One of those other options was Harvard University, a private Ivy League university in Massachusetts.
“My mom was happy with me going wherever I want; she didn’t push my in any specific direction,” March said. “I visited six schools and my mom went to every one with me, except one.”
Though she applied at Harvard, March said she was still surprised when she got the news she was accepted.
“When I found out about being accepted to Harvard I didn’t even know what to do,” March said. “I was in Chemistry class when a Cambridge number was calling me. I thought I should probably answer it so I stepped out. The guy on the phone was asking about prom and if I got my dress yet, how was I doing. Then he said that the committee had reviewed my application and they thought I’d be a good fit for Harvard. I was in shock. I had to go pick my mom up and I told her about it and she was screaming. I learned about getting a full-ride a couple of months later.
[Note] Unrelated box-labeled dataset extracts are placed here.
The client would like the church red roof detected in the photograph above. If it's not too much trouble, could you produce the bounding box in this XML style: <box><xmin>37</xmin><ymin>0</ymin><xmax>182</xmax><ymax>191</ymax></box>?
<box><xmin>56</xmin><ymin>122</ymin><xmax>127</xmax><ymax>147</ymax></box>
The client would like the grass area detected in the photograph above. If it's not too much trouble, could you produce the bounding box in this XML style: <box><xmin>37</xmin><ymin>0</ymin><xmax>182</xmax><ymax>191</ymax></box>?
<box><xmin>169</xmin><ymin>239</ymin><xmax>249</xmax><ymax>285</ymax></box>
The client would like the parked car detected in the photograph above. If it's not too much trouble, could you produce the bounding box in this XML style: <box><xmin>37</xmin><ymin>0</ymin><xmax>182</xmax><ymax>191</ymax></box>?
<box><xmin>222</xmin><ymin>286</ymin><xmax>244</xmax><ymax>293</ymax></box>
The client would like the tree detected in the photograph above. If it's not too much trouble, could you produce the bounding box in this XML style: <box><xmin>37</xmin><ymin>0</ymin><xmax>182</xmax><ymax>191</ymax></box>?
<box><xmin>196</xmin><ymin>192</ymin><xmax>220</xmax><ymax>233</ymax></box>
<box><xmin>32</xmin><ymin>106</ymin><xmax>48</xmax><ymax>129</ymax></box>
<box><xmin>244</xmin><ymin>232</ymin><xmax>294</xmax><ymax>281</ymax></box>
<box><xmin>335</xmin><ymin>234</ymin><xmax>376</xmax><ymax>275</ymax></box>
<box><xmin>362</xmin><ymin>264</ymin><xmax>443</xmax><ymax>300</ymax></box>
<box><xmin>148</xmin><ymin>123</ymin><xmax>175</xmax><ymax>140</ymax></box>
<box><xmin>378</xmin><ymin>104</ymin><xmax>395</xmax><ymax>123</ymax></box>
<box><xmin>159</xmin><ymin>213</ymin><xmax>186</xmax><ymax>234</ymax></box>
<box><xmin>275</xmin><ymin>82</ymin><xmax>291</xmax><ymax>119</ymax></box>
I didn’t even know what to do.”
Though a full-ride scholarship might be a determining factor for some, March said that she wanted to be absolutely certain she was happy with the school she chose.
“At that point, I was choosing between UNC-Chapel Hill and Harvard,” March said. “I told my mom I wanted to love Harvard, like the feel of it when I visited; I didn’t just want to make the decision and not know how I felt about it.
But I loved it. I met so many different people and it was just great.”
She plans to double major in African-American Studies and Women’s Studies with a minor in Political Science.
“A few years ago I went to the museum for civil rights in Atlanta with my church during the summer,” March said. “It really surprised me because there were so many things I didn’t know about African-American history, like the accomplishments of women, because we’re not really taught that in depth in school. We learn about the Civil Rights Movement but we don’t really learn about anything else. I really found out a lot of different things about people of color and their different accomplishments and even about equal rights for different types of people like Native Americans. That really sparked my passion for history and African-American history and women’s history. I decided to double-major and have a minor because there are a lot of things that I’m interested in, in the liberal arts field.”
She plans to be become a college professor.
“I was going to focus on African-American studies but some professors dabble in a few different types of course; I’d like to do that,” March said.
Her high school activities included National Honor Society, Beta Club, Key Club, Fellowship of Christian Athletes and Living Out Loud Youth Ministry. The total amount of scholarship money offered to March from all the universities and colleges she was accepted to was $1,187,512.